David Leech did these cars as part of his complete range of PRR 1949 Broadway Ltd cars several years ago. 

I believe the observations made in 1:32 by Fine Art Models were round end cars for the 1938 Broad Way Limited. FAM planned to do the full train but only produce about 3 or 4 cars because they could not get the required reservations at $2400-$2600 per car for the full train of 13 cars. Mountain View and Tower View were built in 1949 for new Broadway train sets. 
Hi Jim,
Sorry, but I did NOT do the 'flatter' ended Pennsylvania observation cars, only the rounded end ones.
I did do one of these, which were similar, but not the same.
All the best,
David Leech, Delta, Canada


----------



## Britstrains (Feb 24, 2008)

too bad I guess hopefully someone will make one eventually


----------



## Dr Rivet (Jan 5, 2008)

Brit 

Sorry to be the bearer of bad tidings. Maybe if D L decides he is really retired and not just taking a long vacation, we can get him to pass his knowledge and methods on to someone else who can make cars again.


----------



## Jerry Barnes (Jan 2, 2008)

I think David did a big article for the G1MRA magazine a few years back on his car building.


----------



## Dr Rivet (Jan 5, 2008)

Jerry 
True enough, but it was a general overview of the techniques for forming and lining.

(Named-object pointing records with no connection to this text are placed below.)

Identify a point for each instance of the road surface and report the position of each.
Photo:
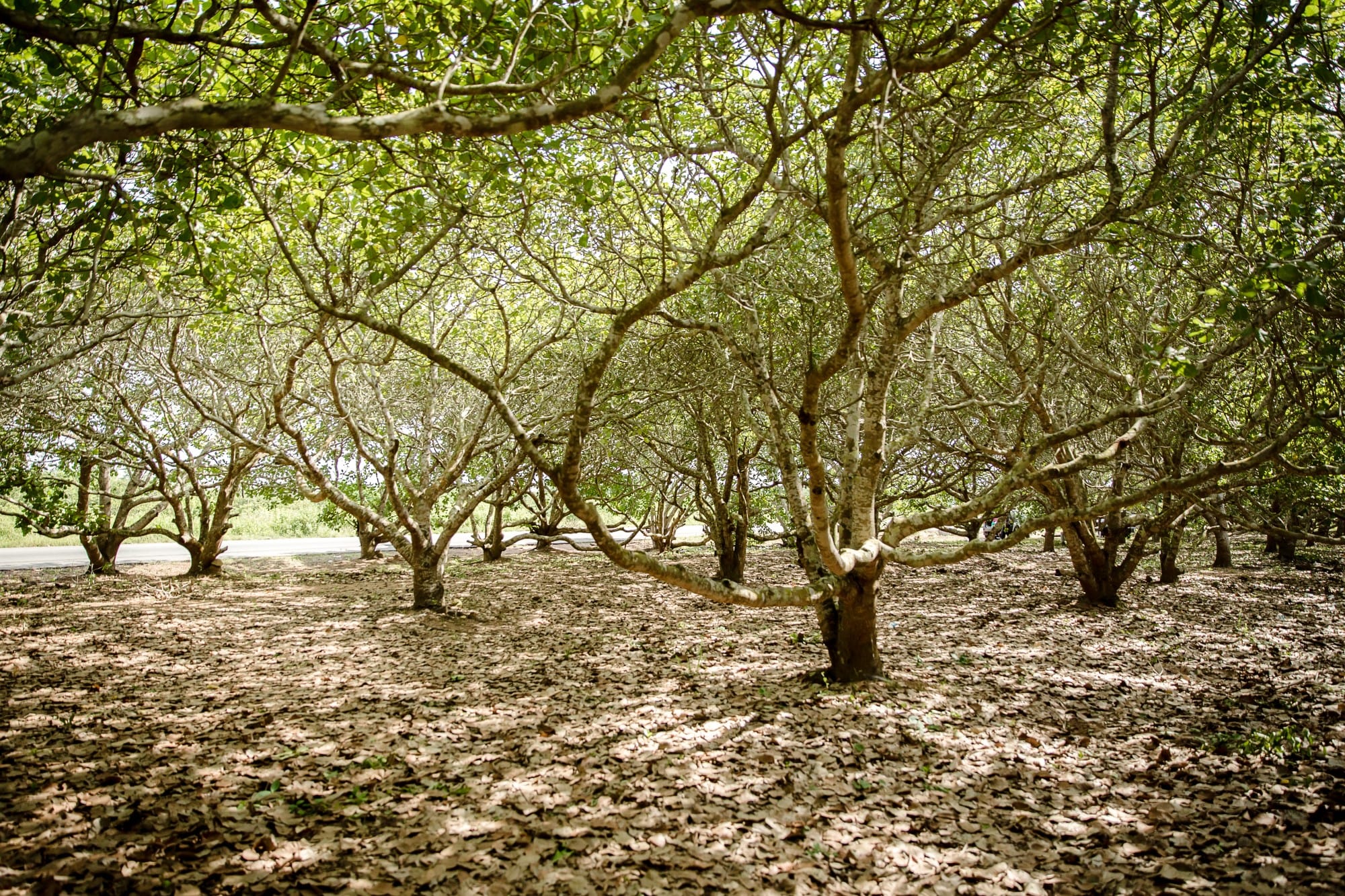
(161, 552)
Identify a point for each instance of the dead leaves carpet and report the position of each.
(295, 728)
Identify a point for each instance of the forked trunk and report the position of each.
(103, 553)
(547, 533)
(1100, 576)
(849, 620)
(427, 585)
(205, 556)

It gave one great appreciation for the effort required to produce the cars. 

My comment was specifically directed at "being able to carry on the business" which really means getting into the "nits and grits".


----------



## Dr Rivet (Jan 5, 2008)

Brit 

If you are looking for 1:29 cars for your AML 1:29 K4, then this might be the ticket ==> http://www.usatrains.com/r31020.html 
Lettered as VIEW series, but cannot decipher the name they used. 

On the live steam forum [good or bad] using the term Gauge One is USUALLY interpreted as meaning 1:32. In fact it should be referred to as Scale I [or Scale 1 outside the European continent].


----------



## chuck n (Jan 2, 2008)

Jim:

The lettering on the side of my PRR USAt observation (R31020) is SKYLINE VIEW.


Chuck


----------



## David Leech (Dec 9, 2008)

The USA Trains version is the earlier 1938 car with a rounded, or 'pointy' end. 
The Mountain and Tower View cars that Brittany is asking about is the 1949 cars built fir the Broadway Limited. 
Here is a link to a photos of those car. 
http://passcarphotos.info/Indices/PRR3.htm
Select 8419 Mountain View, or 8420 Tower View. 
All the best, 
David Leech, Delta, Canada


----------



## Dr Rivet (Jan 5, 2008)

David 

It is possible that she is not nearly as picky as you and I. These are the two cars that are still running [I think both are], so those are the names most widely known. Remember, she sold an Aster K4 to get an AML K4, so she undoubtedly has her reasons. These were not shared in the original post. I did see that some Amazon seller of "high end toys" has both FAM brass observations [PRR and NYC] listed at $3500 each.


----------



## Britstrains (Feb 24, 2008)

I am usually not extremely picky, however when it comes to the PRR I am. I am only interested in the flat face observation ie. mountain and tower view , I would even do paint and lettering myself if I had the bare car. I just don't have the skills or equipment to build the car.


----------



## du-bousquetaire (Feb 14, 2011)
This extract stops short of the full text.